Last month Tegan And Sara singer Sara Kiersten Quin slammed Tyler, The Creator for his ‘homophobic’ lyrics – lyrics that many fans have accepted without question. Hamish MacBain reckons that it’s time we pulled him up on them – and the overall facade of his wordplay
“At the very least, I will know that my voice is on record…” What a horrible note for Sara Kiersten Quin’s open letter on Tegan And Sara’s website – concerning the homophobic lyrics of Tyler, The Creator– to end on. That she has been made to feel, in the way that anyone who pipes up about homophobia in hip-hop lyrics is made to feel, like she is a boring person/stating the obvious/being “old” is just vile. The other day, I wrote something on NME.COM about Wiz Khalifa’s use of the word ‘faggot’ and got more than one comment saying I just “obviously didn’t get hip-hop culture”.

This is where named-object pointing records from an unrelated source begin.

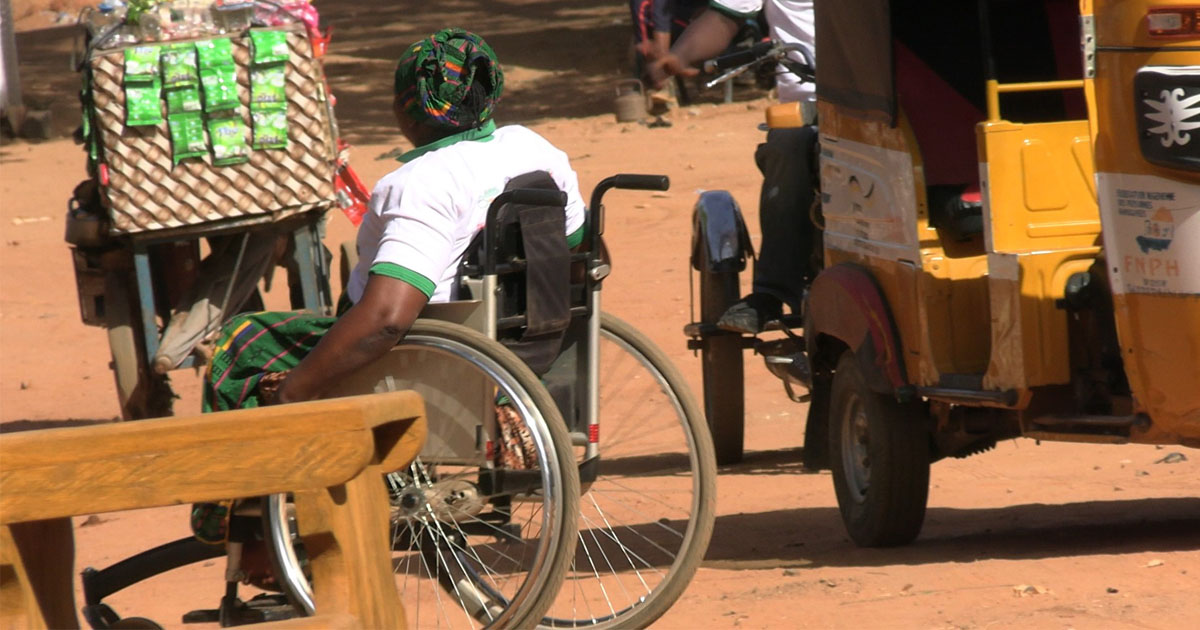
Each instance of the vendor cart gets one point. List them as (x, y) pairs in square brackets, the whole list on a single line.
[(168, 241)]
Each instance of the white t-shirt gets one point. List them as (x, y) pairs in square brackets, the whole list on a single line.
[(790, 22), (423, 215)]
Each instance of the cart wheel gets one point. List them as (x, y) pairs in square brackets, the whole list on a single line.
[(880, 454), (139, 391), (136, 623), (721, 364)]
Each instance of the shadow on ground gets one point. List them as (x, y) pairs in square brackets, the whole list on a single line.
[(815, 537), (13, 426)]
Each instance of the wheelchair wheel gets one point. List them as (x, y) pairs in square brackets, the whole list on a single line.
[(477, 541), (648, 502)]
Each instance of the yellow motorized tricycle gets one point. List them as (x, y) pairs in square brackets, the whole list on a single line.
[(1009, 207)]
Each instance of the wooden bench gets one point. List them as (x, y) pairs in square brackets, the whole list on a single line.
[(331, 454)]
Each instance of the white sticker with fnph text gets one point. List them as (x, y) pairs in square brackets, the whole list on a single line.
[(1151, 233)]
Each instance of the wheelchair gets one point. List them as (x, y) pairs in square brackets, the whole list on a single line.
[(485, 525), (568, 479)]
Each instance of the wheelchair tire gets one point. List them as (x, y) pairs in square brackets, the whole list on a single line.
[(499, 567), (648, 504)]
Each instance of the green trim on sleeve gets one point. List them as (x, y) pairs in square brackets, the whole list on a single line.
[(575, 238), (729, 12), (393, 270)]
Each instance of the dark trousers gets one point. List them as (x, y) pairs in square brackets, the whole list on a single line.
[(787, 261)]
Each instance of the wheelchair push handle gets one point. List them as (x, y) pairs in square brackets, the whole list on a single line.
[(534, 197), (624, 180), (641, 183)]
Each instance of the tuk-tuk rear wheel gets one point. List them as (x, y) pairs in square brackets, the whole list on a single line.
[(721, 363), (880, 455)]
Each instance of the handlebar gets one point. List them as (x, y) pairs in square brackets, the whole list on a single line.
[(738, 58), (733, 64)]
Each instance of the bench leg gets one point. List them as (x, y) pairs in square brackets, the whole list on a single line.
[(36, 570), (345, 529)]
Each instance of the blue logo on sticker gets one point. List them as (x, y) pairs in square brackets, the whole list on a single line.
[(1159, 229)]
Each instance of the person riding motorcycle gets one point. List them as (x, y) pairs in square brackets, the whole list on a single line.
[(789, 257)]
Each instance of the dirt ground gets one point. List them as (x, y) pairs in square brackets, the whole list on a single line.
[(1026, 535)]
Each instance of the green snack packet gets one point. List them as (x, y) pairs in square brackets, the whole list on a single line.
[(228, 136), (267, 87), (142, 64), (187, 136), (183, 100), (179, 66), (142, 103), (214, 53), (220, 89), (270, 129), (270, 47)]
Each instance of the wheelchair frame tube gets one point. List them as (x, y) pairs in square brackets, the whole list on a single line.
[(593, 447)]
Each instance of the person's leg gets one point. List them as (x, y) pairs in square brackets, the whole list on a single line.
[(784, 267)]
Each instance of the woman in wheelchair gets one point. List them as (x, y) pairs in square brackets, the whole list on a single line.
[(420, 221)]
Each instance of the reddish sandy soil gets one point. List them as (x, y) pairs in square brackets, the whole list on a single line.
[(1107, 537)]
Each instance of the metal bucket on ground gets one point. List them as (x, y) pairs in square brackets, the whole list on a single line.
[(630, 101)]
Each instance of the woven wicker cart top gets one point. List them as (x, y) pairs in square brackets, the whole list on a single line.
[(148, 192)]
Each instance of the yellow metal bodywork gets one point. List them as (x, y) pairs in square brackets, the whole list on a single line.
[(1159, 334), (785, 115), (1042, 225), (990, 306)]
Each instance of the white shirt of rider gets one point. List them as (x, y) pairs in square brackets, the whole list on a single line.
[(423, 215), (790, 22)]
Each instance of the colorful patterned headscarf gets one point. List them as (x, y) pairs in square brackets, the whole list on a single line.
[(435, 75)]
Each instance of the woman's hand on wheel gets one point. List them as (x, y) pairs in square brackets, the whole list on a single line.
[(269, 387)]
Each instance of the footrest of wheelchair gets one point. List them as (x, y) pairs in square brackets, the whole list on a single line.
[(699, 330), (263, 607)]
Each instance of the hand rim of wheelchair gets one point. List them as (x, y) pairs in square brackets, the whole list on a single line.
[(559, 483)]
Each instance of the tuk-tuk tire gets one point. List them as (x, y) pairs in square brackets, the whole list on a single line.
[(892, 508), (721, 364), (139, 391)]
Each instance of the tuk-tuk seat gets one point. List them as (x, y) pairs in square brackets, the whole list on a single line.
[(957, 210)]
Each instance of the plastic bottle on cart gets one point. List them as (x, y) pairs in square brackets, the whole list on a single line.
[(105, 16)]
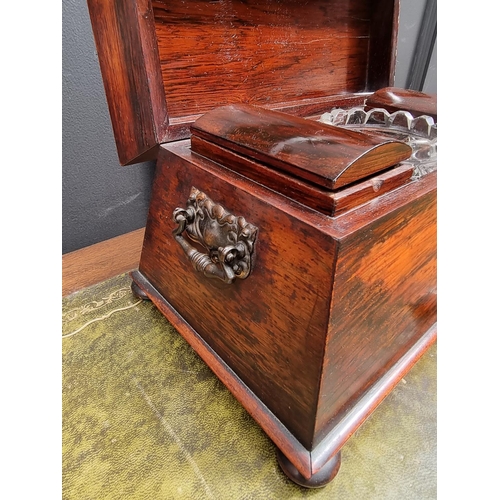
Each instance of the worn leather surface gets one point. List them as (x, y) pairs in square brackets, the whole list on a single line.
[(145, 418)]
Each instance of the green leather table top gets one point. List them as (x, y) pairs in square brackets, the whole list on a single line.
[(145, 418)]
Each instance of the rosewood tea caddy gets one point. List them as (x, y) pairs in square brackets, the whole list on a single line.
[(291, 236)]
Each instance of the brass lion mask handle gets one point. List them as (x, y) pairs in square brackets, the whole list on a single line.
[(228, 240)]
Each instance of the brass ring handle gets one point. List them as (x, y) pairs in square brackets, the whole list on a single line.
[(228, 240)]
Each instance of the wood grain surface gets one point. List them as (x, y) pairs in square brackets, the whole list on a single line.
[(165, 63), (328, 156), (96, 263), (128, 56), (393, 99), (274, 321), (304, 325)]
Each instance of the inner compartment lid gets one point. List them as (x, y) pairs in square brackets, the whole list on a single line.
[(326, 156), (165, 63)]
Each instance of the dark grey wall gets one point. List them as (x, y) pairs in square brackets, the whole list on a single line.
[(100, 198)]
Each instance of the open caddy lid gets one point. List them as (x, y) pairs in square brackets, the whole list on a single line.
[(166, 63)]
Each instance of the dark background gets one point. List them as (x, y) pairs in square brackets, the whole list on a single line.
[(100, 198)]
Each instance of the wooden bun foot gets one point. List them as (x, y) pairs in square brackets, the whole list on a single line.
[(138, 292), (318, 480)]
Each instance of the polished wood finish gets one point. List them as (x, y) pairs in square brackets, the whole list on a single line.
[(128, 56), (394, 99), (338, 292), (164, 64), (294, 345), (99, 262), (324, 155), (325, 201), (361, 310), (306, 462)]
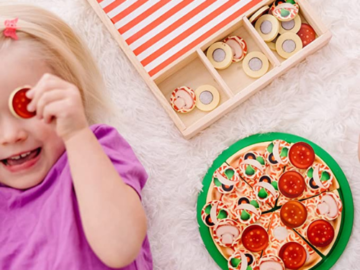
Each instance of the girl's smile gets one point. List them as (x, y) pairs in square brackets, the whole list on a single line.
[(22, 161)]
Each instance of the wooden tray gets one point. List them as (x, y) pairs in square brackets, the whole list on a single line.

Fuck that. Fuck Tyler, The Creator and his ultra-lame tick-box attempts at shocking people. But more than that, fuck the idea that you can’t pull hip-hop artists up on homophobia, that they can get away with saying it’s just “entertainment” or whatever. Why is it that all the liberal media’s interviews with black American rappers invariably include just the one sheepish “Um, so about the homophobia?” bit, which is quickly dismissed, as though it’s a dull, obvious question? Imagine if ‘Don’t Sit Down ’Cause I’ve Moved Your Chair’ contained the word ‘faggot’. Alex Turner would be crucified!
“If any of the bands whose records are held in similar esteem as ‘Goblin’ had lyrics littered with rape fantasies and slurs,” Sara also notes in her post, “would they be labeled hate mongers?” Which is exactly the point. The thing that’s most offensive – actually, ‘offensive’ is the wrong word, because would imply that it had some substance – about the homophobia in Tyler’s music is it’s so casual, and clearly just there because it’s what sells to white American teenage dirtbag fucktards.
He and Odd Future clearly aren’t homophobic – and Odd Future contains the openly gay Syd ‘Tha Kyd’ Bennett – so why the hell are they using this language? It’s empty posturing. If they were homophobes, preaching to other homophobes, that would be bad enough. But the fact that they aren’t, that one of them is a lesbian, and that they’re preaching to what you’d hope is a predominately liberal audience (they were picked up first by Fader and Pitchfork, have had a cover story in The Guardian, and been so far ignored by the hip-hop press) makes it even worse.
That’s effectively saying that using ‘faggot’ or ‘gay’ as a put-down is fine in that segment of society, because everyone ‘gets’ that you don’t really mean it. That’s a big assumption. One Sara is right to pull him up on. You should too.